She found Flossie to be a fair, fluffy-haired, plump and pretty girl of twenty, entirely pleased with herself and the world. It seemed to Pollyooly that she gave herself airs. She came away with the flowers, finding the ecstasies of Mr. Hilary Vance as inexplicable as ever. But she did not puzzle over the matter at all, for it was none of her business; Mr. Vance was like that.

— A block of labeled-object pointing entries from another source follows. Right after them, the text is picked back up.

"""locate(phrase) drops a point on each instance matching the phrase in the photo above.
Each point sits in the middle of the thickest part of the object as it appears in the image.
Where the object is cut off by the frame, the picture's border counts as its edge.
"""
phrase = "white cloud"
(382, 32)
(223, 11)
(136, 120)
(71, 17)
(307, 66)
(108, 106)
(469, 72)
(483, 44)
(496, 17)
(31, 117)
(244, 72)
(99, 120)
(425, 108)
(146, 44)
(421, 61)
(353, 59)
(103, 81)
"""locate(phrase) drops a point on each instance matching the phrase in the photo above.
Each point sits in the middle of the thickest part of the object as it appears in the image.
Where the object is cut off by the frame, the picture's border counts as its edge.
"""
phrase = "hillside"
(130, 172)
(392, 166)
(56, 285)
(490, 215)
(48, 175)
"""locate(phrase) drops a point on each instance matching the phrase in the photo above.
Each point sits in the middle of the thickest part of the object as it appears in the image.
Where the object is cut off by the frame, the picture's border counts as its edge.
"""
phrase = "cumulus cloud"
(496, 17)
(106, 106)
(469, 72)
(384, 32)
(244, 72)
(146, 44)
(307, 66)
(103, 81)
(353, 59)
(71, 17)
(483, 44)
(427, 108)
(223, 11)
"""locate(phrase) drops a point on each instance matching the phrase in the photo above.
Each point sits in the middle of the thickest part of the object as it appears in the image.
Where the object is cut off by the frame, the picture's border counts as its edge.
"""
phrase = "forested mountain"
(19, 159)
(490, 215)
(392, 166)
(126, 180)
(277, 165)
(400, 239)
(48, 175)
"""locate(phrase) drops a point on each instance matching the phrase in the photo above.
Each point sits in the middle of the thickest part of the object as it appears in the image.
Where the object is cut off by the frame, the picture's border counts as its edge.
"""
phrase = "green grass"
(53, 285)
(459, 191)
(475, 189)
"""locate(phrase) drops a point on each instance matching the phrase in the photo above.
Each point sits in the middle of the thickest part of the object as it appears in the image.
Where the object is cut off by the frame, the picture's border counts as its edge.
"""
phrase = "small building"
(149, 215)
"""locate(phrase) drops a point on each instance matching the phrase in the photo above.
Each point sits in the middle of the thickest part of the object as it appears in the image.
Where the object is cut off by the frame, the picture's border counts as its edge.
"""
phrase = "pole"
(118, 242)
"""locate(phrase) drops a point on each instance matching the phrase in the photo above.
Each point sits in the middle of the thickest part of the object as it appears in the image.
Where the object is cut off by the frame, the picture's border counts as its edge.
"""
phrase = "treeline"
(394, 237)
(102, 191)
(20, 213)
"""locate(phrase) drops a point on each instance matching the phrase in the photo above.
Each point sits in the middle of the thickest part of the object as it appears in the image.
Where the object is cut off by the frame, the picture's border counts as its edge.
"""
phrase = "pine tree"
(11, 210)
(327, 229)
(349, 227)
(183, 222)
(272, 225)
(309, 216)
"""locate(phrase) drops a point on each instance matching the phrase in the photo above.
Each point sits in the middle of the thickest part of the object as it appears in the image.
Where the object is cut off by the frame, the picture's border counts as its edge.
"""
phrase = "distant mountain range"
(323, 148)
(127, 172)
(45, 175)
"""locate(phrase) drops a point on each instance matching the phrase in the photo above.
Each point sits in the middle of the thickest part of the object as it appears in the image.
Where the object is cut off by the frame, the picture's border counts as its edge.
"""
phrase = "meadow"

Having once begun, Hilary Vance fell into the way of confiding to her from day to day his hopes and fears, the varying fortunes of his suit. Some days the skies of his heaven were fair and serene; some days they were livid with the darkest kind of cloud. Pollyooly, by dint of hearing so much about it, began to get some understanding of the matter, and consequently to take a greater interest in it. Always she made an excellent listener. Her intercourse with the Honourable John Ruffin had taught her that a comprehension of the matter under discussion was by no means a necessary qualification of the excellent listener; and Hilary Vance grew entirely satisfied with his confidante.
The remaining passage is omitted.